O Cine Belas Artes, veiculado pelo SBT entre 2001 e 2017, propunha a exibição de filmes antigos, que possuíssem algum grande significado na história do cinema, ou que fossem assinados por grandes diretores. Não era raro ligar a TV tarde da noite no Sábado e dar de cara com A Lista de Schindler (1993), Disque M Para Matar (1954), ou Veludo Azul (1986). Foi nessa sessão que conheci alguns de meus filmes favoritos como O Exorcista, De Olhos Bem Fechados e O Iluminado.
Especialmente no começo, o Cine Belas Artes era, pra mim, um evento. Se me deixassem, vestia um smoking pra sentar no sofá e assistir um filme novo.
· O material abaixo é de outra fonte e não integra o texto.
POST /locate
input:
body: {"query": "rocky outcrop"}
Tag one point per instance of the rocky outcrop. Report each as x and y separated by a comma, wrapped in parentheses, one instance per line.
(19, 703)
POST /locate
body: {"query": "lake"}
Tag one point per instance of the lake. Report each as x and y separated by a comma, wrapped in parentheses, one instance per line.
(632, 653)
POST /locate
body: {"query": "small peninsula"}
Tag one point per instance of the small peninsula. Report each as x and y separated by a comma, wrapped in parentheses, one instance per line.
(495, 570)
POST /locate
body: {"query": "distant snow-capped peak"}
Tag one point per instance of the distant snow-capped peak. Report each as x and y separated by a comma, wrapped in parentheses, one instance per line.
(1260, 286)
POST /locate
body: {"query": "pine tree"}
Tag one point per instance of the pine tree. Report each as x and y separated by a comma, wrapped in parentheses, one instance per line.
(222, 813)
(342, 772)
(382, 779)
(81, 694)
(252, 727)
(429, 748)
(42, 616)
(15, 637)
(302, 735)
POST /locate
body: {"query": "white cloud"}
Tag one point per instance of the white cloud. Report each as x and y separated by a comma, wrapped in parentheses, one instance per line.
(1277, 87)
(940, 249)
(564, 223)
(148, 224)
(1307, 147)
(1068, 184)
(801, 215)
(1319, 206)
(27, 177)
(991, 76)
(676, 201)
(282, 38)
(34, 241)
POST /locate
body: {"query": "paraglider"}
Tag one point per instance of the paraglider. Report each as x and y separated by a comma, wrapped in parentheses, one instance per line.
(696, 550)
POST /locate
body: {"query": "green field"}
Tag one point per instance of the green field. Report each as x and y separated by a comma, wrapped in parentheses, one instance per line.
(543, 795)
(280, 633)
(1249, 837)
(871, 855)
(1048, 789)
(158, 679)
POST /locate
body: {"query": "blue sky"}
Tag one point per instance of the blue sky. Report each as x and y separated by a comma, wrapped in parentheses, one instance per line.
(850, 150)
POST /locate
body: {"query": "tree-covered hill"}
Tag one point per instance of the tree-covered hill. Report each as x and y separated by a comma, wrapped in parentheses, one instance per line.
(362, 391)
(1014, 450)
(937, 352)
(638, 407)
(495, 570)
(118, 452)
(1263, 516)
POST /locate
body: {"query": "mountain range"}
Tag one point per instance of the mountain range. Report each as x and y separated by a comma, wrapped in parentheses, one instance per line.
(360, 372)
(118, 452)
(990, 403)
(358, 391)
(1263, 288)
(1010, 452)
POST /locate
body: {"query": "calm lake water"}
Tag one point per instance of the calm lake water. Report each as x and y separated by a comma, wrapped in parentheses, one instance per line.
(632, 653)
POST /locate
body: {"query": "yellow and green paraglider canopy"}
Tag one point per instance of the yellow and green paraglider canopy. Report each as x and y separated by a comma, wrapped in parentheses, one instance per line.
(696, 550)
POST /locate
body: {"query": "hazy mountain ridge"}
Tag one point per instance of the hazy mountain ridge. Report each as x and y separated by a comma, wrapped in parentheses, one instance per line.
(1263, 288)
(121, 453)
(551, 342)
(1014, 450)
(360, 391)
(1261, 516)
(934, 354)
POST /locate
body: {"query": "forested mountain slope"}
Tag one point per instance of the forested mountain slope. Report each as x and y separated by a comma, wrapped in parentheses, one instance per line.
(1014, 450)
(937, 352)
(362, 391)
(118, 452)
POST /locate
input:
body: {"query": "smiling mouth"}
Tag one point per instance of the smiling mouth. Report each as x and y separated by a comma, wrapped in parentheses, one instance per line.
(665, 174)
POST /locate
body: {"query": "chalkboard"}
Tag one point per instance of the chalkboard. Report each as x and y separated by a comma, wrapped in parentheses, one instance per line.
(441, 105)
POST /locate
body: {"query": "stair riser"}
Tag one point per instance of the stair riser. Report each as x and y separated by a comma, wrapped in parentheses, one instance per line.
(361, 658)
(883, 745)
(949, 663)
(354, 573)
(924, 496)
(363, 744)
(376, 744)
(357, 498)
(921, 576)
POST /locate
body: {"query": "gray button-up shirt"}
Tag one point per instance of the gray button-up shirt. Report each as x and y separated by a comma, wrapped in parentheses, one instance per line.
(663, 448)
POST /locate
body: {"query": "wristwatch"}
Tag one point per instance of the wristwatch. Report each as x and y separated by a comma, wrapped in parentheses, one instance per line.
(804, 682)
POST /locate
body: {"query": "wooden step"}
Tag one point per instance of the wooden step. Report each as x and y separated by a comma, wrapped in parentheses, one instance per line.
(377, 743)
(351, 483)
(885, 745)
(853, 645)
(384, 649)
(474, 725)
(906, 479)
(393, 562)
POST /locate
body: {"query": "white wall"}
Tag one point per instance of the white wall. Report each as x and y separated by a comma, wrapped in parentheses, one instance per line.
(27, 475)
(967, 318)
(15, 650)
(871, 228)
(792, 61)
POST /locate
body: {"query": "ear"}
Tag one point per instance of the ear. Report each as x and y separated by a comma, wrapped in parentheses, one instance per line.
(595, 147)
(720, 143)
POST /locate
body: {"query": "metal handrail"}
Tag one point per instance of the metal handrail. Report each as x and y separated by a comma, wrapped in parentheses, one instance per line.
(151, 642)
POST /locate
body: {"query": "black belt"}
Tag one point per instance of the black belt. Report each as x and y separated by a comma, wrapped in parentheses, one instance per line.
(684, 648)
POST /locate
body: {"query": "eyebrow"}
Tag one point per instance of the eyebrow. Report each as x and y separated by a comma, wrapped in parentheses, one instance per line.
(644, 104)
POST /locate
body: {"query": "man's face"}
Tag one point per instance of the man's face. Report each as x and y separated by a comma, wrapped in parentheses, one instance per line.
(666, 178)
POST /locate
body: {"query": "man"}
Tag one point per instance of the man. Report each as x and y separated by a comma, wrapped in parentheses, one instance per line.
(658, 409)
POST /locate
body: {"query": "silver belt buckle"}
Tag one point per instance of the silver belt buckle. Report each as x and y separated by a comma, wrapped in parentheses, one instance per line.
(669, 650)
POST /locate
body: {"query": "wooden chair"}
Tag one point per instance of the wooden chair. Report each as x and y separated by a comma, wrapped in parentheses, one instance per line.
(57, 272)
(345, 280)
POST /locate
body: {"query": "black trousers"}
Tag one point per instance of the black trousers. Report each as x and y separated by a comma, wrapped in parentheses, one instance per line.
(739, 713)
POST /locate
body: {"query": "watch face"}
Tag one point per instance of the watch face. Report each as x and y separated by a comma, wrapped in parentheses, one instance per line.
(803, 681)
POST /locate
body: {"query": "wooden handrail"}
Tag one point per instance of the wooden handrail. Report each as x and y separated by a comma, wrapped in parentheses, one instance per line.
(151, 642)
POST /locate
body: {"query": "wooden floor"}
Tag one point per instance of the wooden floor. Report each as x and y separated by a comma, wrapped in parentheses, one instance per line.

Numa época em que a internet banda larga ainda engatinhava e eu não fazia ideia de como fuçar na locadora do Paulo Coelho, ter contato com essas obras me fez começar a gostar ainda mais de cinema e arte no geral.
E numa destas noites de Sábado em que eu me encontrava em casa para a surpresa de zero pessoas, a emissora me apresentou a mais um de meus favoritos: Um Sonho de Liberdade, de 1994.
Baseado no conto Rita Hayworth and the Shawshank Redemption, de Stephen King, o filme conta como Andrew Dufresne impactou a vida de um grupo de internos numa penitenciária no estado do Maine, EUA.
Interpretado pelo insubstituível Tim Robbins, Dufresne conquista a simpatia dos colegas (que ganham vida através de Morgan Freeman, Gil Bellows, William Sadler e vários outros) ao mostrar, ao longo dos anos, que a amarga vida entre os quatro muros de concreto cinza pode ser vencida através da esperança. É perceptível o quanto uma obra consegue propagandear de forma efetiva a importância da esperança quando ela não só emociona, mas também convence, alguém tão pessimista quanto este que vos escreve.

Uma Promessa ao meu amigo Andy
A partir daqui; spoilers sobre Um Sonho de Liberdade.
Já caminhando para o final, Red (Morgan Freeman) conquista sua liberdade condicional. Andy, que havia escapado da prisão, o fez prometer que iria até Buxton procurar por um campo de feno especial, onde algo o estaria aguardando.
Anos antes, Brooks (James Whitmore), um dos internos mais antigos de Shawshank foi solto após 50 anos de instituição. Ele explica aos ex-colegas, em uma carta de despedida, o motivo pelo qual “decidiu não ficar”: o mundo aqui fora não era mais o mesmo. Após meio século, tudo era demasiadamente rápido, suas mãos doíam, ele não conseguia acompanhar; e ele não tinha mais amigos. Chegou a considerar assaltar o mercado numa tentativa de “voltar para casa”, mas se considerou velho demais pra tal. A mensagem é lida por Red enquanto a trilha sonora de Thomas Newman desliza pelos acordes reflexivos e tristes de um piano comedido. Alguns dos ouvintes dão razão ao homem, enquanto outros não conseguem entender como alguém pode desistir de tudo tendo saído da prisão.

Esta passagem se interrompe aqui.